The President's words hearken back to another moment when he let slip his collectivist agenda. In an interview prior to becoming president, he pontificated about his view of "collective salvation."  This incoherent and certainly unchristian vision says one can only achieve salvation as part of a collective.  Evidently, if God gives the collective his seal of approval, its constituents are entitled to salvation.  This is neo-Marxism masquerading as ersatz Christianity.  This view holds that, just as we do not achieve economic success on our own, we do not achieve salvation on our own.  It is up to the government to create the terms on which we can achieve salvation.   In other words, we must thank the government for salvation.  Or more simply put: the state is God.

No doubt, given the economic inequality in the United States (to say nothing of the social inequality the country has foisted on blacks, women, gays, and others) there can be no collective salvation for its populace.  It is simply a question of whether we've earned a place in Purgatory or gone straight to Hell.  Happily, with Mr. Obama in charge, such salvation is within our grasp. He is the Messiah who will lead us to a truly just world through, in his words, a "fundamental transformation" of our country.

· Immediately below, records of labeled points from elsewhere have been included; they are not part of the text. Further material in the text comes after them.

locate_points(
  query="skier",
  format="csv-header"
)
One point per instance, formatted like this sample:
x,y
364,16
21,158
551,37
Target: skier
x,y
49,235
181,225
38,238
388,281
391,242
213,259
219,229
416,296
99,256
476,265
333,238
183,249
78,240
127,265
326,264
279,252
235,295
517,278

One wonders to what lengths this self-appointed Messiah will go to achieve his goals.  One can be sure that he will not be worried about the plight of any particular individuals in making the world a heaven-on-earth.  When only the collective matters, individual people are expendable. And that is the really frightening thing about the President's words.  In his world, the individual has been murdered and replaced by an impersonal collective in whose name anything can be justified. ESR

Kevin Gabriel is a freelance writer and consultant living in Massachusetts.